When asked to choose, 68% to 21% said they would prefer schools to focus more on career/technical skills-based classes than to offer more honors or advanced academic classes.
“The American public does not agree on a single purpose for public education,” said Joshua P. Starr, the chief executive officer of PDK International. “And that’s despite the emphasis on academic achievement of the past 16 years. This tells me that the standards and test-based reforms of the Bush and Obama administrations have addressed only part of what the public wants.”
“With the right curriculum and pedagogy,” says Starr, “these purposes don’t have to be mutually exclusive.” Still, the public is clearly looking for a stronger connection between the classroom and the the world of work – a sure sign that economic anxiety and uncertainty lingers almost a decade after the Great Recession began in 2007.
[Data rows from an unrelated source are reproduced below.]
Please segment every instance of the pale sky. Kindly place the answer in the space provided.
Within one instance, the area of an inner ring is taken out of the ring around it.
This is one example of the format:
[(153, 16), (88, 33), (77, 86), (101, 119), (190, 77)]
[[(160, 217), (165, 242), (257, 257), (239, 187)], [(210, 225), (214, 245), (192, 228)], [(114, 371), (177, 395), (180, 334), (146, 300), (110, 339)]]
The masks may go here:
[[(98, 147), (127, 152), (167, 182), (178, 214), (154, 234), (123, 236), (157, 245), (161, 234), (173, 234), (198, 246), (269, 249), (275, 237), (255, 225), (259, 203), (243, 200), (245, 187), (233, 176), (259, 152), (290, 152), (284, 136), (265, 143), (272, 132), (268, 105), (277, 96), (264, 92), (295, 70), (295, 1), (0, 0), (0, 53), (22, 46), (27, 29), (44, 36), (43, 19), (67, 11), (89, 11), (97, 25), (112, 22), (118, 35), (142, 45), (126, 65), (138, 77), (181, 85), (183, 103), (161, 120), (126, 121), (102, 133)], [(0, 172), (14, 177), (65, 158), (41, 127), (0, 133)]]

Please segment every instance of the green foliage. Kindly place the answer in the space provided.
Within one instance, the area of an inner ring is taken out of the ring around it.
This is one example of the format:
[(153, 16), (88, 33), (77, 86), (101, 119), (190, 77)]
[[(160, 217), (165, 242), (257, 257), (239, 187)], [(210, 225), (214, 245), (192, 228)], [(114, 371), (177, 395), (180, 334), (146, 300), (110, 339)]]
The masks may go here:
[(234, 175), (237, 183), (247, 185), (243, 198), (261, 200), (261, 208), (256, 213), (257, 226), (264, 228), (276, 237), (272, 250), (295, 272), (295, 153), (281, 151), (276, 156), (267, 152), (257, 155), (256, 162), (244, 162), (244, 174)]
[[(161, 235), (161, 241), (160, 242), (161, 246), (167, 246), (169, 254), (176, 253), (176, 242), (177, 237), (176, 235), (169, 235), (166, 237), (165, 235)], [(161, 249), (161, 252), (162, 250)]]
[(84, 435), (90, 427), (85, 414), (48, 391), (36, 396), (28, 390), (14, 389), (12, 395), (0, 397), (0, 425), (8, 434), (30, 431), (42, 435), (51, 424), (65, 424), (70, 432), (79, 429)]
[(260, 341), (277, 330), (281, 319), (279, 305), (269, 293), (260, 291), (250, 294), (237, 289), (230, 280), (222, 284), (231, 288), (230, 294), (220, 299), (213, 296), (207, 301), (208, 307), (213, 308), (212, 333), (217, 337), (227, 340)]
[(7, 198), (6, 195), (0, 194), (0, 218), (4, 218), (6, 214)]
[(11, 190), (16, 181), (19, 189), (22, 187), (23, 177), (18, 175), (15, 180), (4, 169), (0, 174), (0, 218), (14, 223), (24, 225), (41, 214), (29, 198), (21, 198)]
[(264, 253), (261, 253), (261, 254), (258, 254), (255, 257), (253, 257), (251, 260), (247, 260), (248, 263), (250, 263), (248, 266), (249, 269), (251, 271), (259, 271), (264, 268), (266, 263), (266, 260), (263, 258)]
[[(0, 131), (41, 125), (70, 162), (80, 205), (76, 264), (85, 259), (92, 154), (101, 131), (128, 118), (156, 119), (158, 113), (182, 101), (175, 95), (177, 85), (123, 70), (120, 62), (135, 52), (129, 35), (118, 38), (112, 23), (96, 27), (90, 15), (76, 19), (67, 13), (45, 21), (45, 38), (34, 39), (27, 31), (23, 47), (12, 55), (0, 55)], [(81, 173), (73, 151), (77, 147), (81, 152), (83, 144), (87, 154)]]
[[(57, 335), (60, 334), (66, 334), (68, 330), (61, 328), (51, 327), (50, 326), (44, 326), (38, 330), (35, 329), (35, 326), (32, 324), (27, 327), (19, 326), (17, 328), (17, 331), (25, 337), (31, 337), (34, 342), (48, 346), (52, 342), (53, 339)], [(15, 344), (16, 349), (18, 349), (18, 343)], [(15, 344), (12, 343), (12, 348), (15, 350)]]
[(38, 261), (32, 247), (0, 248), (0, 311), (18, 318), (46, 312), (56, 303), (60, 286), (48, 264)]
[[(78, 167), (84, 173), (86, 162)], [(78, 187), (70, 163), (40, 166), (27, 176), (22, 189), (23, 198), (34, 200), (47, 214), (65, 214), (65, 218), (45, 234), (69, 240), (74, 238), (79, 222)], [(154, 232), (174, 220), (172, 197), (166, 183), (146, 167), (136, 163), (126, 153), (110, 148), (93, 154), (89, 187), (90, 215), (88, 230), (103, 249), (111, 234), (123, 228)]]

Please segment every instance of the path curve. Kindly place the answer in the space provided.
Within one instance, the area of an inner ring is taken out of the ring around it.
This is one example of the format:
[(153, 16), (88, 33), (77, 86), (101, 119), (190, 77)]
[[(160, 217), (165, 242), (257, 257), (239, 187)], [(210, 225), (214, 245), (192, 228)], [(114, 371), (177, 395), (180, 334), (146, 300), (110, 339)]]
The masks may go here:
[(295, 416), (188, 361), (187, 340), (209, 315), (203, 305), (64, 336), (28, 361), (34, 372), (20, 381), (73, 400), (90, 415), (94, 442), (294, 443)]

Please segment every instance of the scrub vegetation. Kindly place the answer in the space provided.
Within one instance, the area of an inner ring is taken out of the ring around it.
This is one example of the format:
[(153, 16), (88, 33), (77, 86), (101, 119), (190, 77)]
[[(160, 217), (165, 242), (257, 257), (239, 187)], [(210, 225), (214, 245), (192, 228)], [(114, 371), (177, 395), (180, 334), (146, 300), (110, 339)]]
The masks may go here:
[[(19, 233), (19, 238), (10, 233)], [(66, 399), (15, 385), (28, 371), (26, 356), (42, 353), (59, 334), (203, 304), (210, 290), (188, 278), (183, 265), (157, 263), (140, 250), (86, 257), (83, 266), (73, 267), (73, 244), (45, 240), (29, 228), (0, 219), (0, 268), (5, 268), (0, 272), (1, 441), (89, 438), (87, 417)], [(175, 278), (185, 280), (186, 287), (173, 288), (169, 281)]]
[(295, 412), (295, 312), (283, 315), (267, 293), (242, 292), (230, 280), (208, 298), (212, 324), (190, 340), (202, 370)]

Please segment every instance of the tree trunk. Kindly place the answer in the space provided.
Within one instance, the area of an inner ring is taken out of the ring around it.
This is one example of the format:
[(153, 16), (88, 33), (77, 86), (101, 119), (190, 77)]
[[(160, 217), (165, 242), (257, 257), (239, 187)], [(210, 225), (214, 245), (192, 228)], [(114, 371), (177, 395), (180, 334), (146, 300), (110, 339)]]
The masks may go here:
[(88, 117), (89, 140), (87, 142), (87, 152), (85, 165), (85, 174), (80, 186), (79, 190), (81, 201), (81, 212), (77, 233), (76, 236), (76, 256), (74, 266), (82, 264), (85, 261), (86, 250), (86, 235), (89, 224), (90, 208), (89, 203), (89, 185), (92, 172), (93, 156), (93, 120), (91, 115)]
According to the survey, the public continues to give their local schools high marks. Sixty percent of parents with at least one child in public school grade their school an A or a B. As the PDK poll has found in the past, however, a gap exists between how people view their local school and how they view schools nationally. Only 24% of the public gives positive grades to the nation’s schools – an increase of 7 points since 2014.
How a parent feels about a school’s ability to keep them informed appears to be a major factor in their evaluation. According to the survey, parents who are very satisfied with the school’s communication are three times as likely as those who are less satisfied to give their child’s schools an A.
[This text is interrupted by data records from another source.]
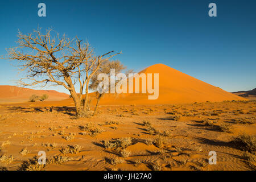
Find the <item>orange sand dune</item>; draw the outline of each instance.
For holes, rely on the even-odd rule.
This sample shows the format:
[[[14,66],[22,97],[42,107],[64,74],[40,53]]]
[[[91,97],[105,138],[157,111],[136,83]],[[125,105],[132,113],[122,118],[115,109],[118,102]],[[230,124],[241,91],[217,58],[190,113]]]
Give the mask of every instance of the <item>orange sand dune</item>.
[[[106,94],[101,100],[100,105],[168,104],[247,100],[163,64],[153,65],[139,73],[159,73],[159,95],[157,100],[148,100],[148,94]],[[94,97],[94,93],[90,95],[92,98]],[[72,102],[71,99],[67,101],[69,104]],[[92,104],[95,103],[96,101],[93,99]]]
[[[61,100],[68,98],[69,95],[55,90],[34,90],[15,86],[0,85],[0,102],[20,102],[28,101],[32,94],[41,96],[46,94],[47,100]]]

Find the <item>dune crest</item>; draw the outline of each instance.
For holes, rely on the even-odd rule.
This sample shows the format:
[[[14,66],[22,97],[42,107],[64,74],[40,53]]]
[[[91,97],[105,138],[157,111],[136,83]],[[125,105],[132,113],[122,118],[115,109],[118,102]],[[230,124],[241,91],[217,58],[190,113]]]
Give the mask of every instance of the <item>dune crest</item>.
[[[49,101],[59,101],[68,98],[69,95],[55,90],[34,90],[16,86],[0,85],[0,102],[27,102],[33,94],[41,96],[47,94]]]
[[[159,73],[159,96],[157,100],[148,100],[148,94],[106,94],[101,104],[169,104],[246,100],[163,64],[150,66],[139,73]]]

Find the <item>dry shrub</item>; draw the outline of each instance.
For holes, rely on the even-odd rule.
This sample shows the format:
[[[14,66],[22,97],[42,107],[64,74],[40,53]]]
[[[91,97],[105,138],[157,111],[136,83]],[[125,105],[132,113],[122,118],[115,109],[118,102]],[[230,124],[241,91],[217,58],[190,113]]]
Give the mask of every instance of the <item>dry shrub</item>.
[[[178,121],[181,118],[181,115],[179,114],[175,114],[174,117],[174,121]]]
[[[113,166],[115,166],[118,164],[121,164],[125,162],[125,160],[123,160],[123,159],[120,158],[117,158],[115,159],[106,158],[105,160],[107,162],[109,163],[110,164]]]
[[[0,162],[7,164],[11,163],[13,162],[13,156],[12,155],[7,156],[5,154],[3,154],[0,156]]]
[[[232,133],[232,125],[231,124],[221,123],[218,127],[222,132]]]
[[[163,146],[164,143],[164,139],[163,137],[159,136],[155,139],[153,142],[153,144],[158,148],[161,148]]]
[[[148,139],[144,140],[144,143],[146,145],[150,146],[153,144],[153,140],[152,139]]]
[[[256,135],[242,134],[234,138],[233,142],[241,150],[251,153],[256,150]]]
[[[67,141],[71,140],[75,138],[75,134],[73,133],[69,133],[69,135],[63,136],[62,138]]]
[[[126,148],[132,143],[131,138],[122,138],[113,139],[111,140],[103,141],[103,144],[106,148]]]
[[[9,140],[7,140],[2,143],[1,146],[0,146],[0,149],[3,149],[5,146],[7,144],[11,144],[11,142]]]
[[[162,166],[159,164],[151,164],[150,166],[153,171],[162,171]]]
[[[58,164],[61,164],[63,163],[65,163],[72,159],[72,158],[69,158],[69,157],[67,156],[59,156],[59,155],[53,156],[53,159],[54,159],[53,162]]]
[[[96,136],[98,134],[105,131],[104,129],[97,126],[93,123],[86,123],[85,126],[80,126],[79,128],[82,131],[88,132],[88,135],[91,136]]]
[[[234,122],[236,124],[254,124],[255,123],[255,121],[250,119],[247,118],[240,118],[240,119],[233,119],[232,121],[234,121]]]
[[[150,127],[151,126],[151,123],[149,121],[143,121],[142,125],[145,126]]]
[[[46,167],[44,164],[39,164],[36,156],[32,159],[28,159],[28,161],[24,161],[21,166],[19,167],[19,171],[42,171]]]
[[[131,152],[129,151],[126,149],[121,150],[120,151],[120,156],[122,158],[126,158],[130,156],[131,154]]]
[[[256,156],[247,151],[245,151],[243,155],[243,157],[247,160],[248,165],[254,169],[256,169],[256,166],[254,163],[256,162]]]
[[[81,151],[81,149],[82,147],[77,144],[75,146],[68,145],[67,147],[63,148],[60,150],[60,152],[63,154],[77,154]]]
[[[160,131],[152,126],[149,126],[147,129],[147,131],[151,135],[159,135]]]
[[[26,155],[28,154],[30,152],[27,150],[27,148],[23,148],[22,151],[19,152],[22,155]]]
[[[211,120],[209,120],[208,119],[205,119],[203,120],[203,123],[204,125],[205,125],[206,126],[214,126],[213,122]]]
“Satisfaction and involvement go hand in hand,” the PDK survey concludes. “Parents who rate their schools positively on keeping them informed, inviting them to visit, offering them opportunities to provide input and showing interest in their input are more apt to feel involved with their child’s school overall.”
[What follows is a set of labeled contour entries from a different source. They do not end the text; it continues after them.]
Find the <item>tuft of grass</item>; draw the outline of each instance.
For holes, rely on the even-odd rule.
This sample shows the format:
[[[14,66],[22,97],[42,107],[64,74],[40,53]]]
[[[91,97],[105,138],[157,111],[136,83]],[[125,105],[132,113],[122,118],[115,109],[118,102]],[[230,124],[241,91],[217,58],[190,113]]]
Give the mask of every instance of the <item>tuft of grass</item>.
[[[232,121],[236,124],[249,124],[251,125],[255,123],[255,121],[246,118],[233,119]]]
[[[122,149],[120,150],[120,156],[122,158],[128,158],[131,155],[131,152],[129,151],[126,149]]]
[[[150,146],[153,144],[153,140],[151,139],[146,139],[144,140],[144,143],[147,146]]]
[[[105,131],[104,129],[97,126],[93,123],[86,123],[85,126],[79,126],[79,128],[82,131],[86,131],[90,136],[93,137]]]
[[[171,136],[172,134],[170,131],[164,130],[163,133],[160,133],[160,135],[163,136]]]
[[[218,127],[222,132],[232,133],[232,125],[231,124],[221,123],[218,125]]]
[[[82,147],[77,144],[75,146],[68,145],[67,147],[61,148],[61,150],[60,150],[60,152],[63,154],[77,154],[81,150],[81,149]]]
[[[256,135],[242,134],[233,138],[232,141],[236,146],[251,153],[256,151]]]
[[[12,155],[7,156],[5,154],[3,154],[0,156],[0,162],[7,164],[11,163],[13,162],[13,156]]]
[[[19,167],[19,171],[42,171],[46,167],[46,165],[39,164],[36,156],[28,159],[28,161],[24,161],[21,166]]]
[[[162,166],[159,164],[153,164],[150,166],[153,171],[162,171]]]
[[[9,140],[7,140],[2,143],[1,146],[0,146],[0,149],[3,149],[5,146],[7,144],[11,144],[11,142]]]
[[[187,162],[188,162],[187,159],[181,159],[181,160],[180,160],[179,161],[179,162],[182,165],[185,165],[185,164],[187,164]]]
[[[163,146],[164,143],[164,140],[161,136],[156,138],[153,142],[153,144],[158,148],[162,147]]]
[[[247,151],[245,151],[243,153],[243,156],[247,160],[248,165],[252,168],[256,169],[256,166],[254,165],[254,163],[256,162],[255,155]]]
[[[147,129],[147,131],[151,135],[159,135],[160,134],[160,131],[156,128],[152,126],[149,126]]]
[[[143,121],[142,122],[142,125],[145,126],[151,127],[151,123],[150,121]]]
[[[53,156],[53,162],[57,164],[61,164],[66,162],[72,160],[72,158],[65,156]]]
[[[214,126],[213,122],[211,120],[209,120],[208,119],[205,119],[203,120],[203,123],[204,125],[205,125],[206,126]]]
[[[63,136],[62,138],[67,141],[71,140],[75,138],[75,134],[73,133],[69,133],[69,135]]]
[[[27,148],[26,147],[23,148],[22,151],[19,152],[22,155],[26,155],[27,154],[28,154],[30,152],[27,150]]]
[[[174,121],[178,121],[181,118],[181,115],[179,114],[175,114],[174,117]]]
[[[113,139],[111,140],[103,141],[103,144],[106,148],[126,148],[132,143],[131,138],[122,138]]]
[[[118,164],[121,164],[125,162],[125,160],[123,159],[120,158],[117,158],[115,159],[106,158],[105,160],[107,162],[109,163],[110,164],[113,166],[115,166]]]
For the 15th consecutive year, a plurality of Americans (19%) believe lack of funding is the top problem facing public schools, and, by 53% to 45%, a majority favors raising local property taxes to help improve public schools. Furthermore, if taxes were raised, 34% of respondents said they would want the revenue to be allocated toward hiring new teachers and raising their salaries. Seventeen percent cited more supplies and technology, and an equal number would spend the money on classes and extracurriculars. Infrastructure improvements and new schools were identified as the top spending priority by 8 percent.
Additional key findings from the 2016 PDK survey:
- The public is split, 43 percent to 43 percent, on whether schools should use more traditional teaching and less technology or more technology and less traditional teaching.
- They are also divided over whether to hold charter schools to the same standards of accountability as public schools or establish their own set.
- Fewer than half of Americans (46%) say the educational standards in their local public schools are “about right.” Only 7% say standards are “too high.” About two-thirds, however, believe standards in general prepare students well for success in their adult lives.
- Most parents (55%) oppose allowing students to “opt out” of standardized tests.
- Fifty-six percent of parents believe teachers assign the “right amount” of homework assigned to their oldest child. Only 20% said too much is assigned. Similar numbers emerge on the question of student stress. Sixty-one percent believe their oldest child feels the right amount of pressure to do well in school, with only 24% saying too much.